Cela devrait être particulièrement vrai dans une situation dans laquelle le gouvernement israélien considère que la survie de l’État israélien est en danger. On ne sait pas exactement ce que signifie cette survie, car celle-ci doit rester ouverte. On pourrait peut-être adopter la définition à la fois du gouvernement d’extrême droite de Benjamin Netanyahu et du gouvernement allemand, pour qui le droit d’Israël à exister inclut le droit d’Israël de définir ses frontières à sa guise.

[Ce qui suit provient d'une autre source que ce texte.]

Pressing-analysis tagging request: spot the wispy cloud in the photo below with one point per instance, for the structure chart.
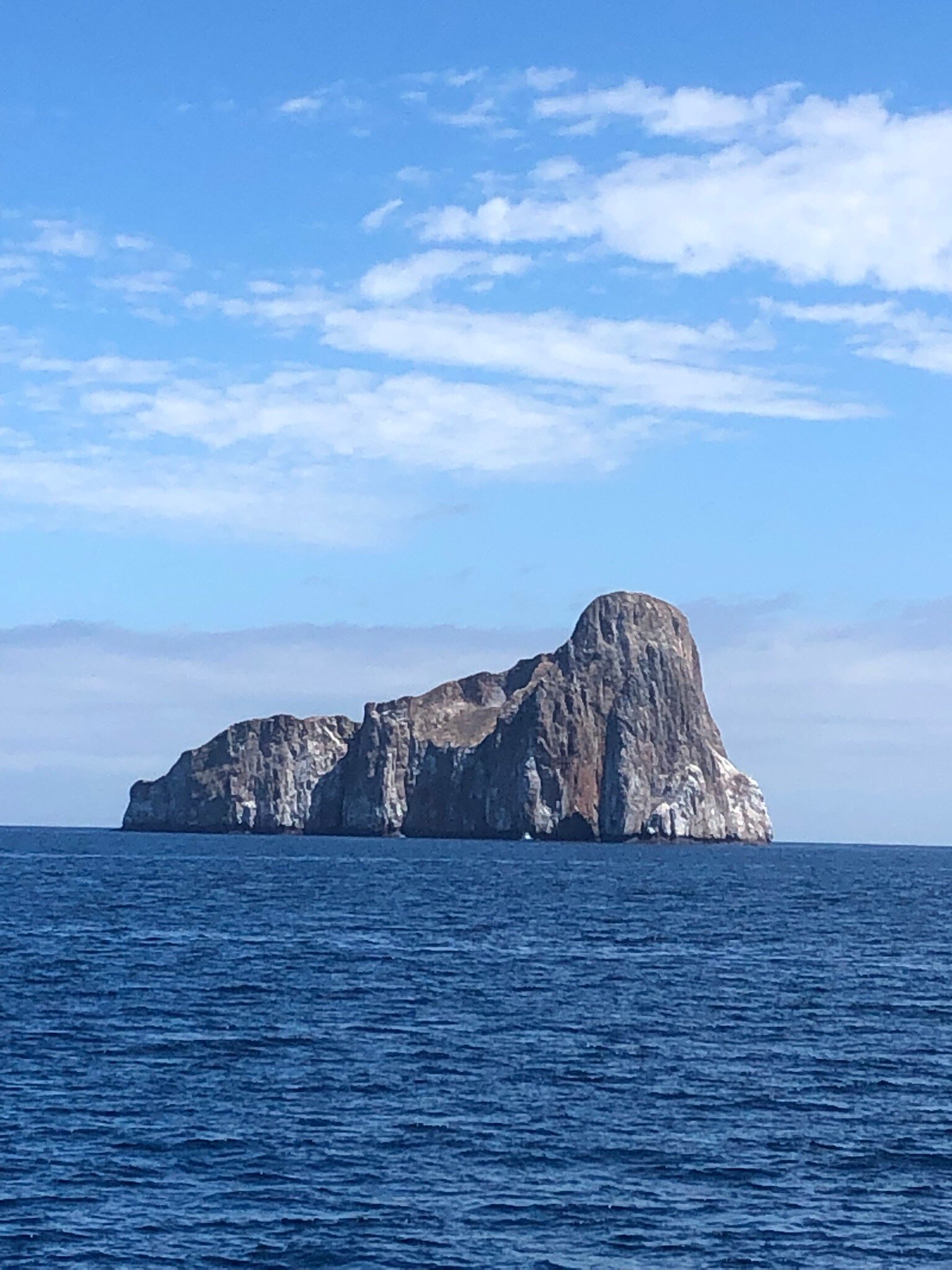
(645, 363)
(307, 104)
(400, 280)
(700, 112)
(884, 331)
(374, 220)
(821, 190)
(412, 420)
(61, 238)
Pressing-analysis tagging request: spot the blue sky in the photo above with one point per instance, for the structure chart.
(451, 316)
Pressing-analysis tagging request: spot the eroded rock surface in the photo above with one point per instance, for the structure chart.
(255, 776)
(610, 737)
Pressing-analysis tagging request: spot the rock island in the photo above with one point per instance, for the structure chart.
(607, 738)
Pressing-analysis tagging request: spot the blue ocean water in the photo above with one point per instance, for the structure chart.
(304, 1053)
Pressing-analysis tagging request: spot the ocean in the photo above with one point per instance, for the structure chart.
(304, 1053)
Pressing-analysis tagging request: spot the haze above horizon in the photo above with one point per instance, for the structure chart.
(347, 349)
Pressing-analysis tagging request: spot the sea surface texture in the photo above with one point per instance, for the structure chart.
(306, 1053)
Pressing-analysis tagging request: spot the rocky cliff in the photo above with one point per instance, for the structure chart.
(610, 737)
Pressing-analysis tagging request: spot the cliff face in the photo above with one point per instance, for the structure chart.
(610, 737)
(255, 776)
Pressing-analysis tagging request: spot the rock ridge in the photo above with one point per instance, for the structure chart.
(607, 738)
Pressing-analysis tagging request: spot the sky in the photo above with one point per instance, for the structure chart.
(348, 347)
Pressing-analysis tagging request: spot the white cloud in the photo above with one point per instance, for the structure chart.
(557, 169)
(151, 282)
(104, 368)
(413, 175)
(645, 363)
(838, 724)
(884, 331)
(244, 499)
(400, 280)
(88, 709)
(831, 191)
(374, 220)
(14, 271)
(307, 104)
(547, 79)
(687, 112)
(482, 113)
(133, 243)
(282, 306)
(413, 420)
(60, 238)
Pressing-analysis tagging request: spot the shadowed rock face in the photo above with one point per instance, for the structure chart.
(610, 737)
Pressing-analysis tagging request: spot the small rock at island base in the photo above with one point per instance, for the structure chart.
(607, 738)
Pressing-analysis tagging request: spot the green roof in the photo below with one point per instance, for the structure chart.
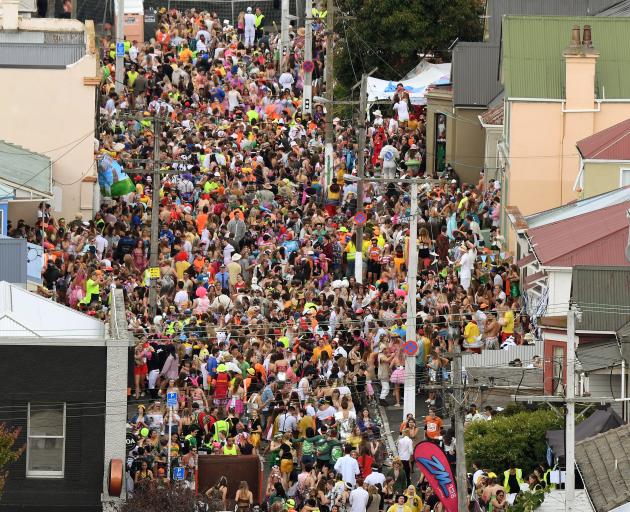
(532, 61)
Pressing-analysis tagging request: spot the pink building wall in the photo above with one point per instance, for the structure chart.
(543, 160)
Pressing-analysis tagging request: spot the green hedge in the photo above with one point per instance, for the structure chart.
(518, 438)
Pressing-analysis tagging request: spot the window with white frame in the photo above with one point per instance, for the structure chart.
(46, 440)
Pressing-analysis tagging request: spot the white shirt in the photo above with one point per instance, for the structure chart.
(403, 111)
(250, 21)
(287, 423)
(303, 388)
(358, 500)
(348, 468)
(133, 54)
(405, 448)
(388, 154)
(375, 478)
(180, 297)
(101, 244)
(286, 80)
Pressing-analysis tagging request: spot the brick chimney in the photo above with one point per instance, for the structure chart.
(10, 14)
(580, 59)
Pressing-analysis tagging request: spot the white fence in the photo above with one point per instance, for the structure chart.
(502, 357)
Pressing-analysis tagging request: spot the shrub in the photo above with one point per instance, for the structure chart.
(519, 438)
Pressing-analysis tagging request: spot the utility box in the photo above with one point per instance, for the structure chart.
(13, 260)
(133, 20)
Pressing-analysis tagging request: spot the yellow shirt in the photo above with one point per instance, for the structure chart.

Alors que la guerre à Gaza se poursuit, l'incertitude entourant la puissance nucléaire d'Israël semble régir de plus en plus les événements sur le champ de bataille, diplomatiques et militaires. Protégé par son voile d'imprévisibilité, le gouvernement israélien semble croire qu'il peut infliger à Gaza, et bientôt peut-être aussi à la Cisjordanie, la punition de son choix, sans avoir à craindre l'ingérence extérieure de qui que ce soit. Ces dernières semaines, Benjamin Netanyahu a agi comme s’il pouvait dire à Washington, en privé, que son soutien à Israël devait être inconditionnel – puisque, s’il était mis sous pression, Israël pourrait se défendre seul, en s’appuyant sur son trépied nucléaire.

Le massacre de Gaza risque de faire d'Israël l'un des pays les plus détestés au monde, aux côtés de l'Allemagne – qui, contrairement aux États-Unis, est solidement unie derrière le gouvernement de Benjamin Netanyahu ; cependant, il semble y avoir une opinion établie de la part du haut commandement israélien selon laquelle cela n’a pas d’importance, car aucun gouvernement, de près ou de loin, n’osera céder aux pressions intérieures pour soutenir Gaza.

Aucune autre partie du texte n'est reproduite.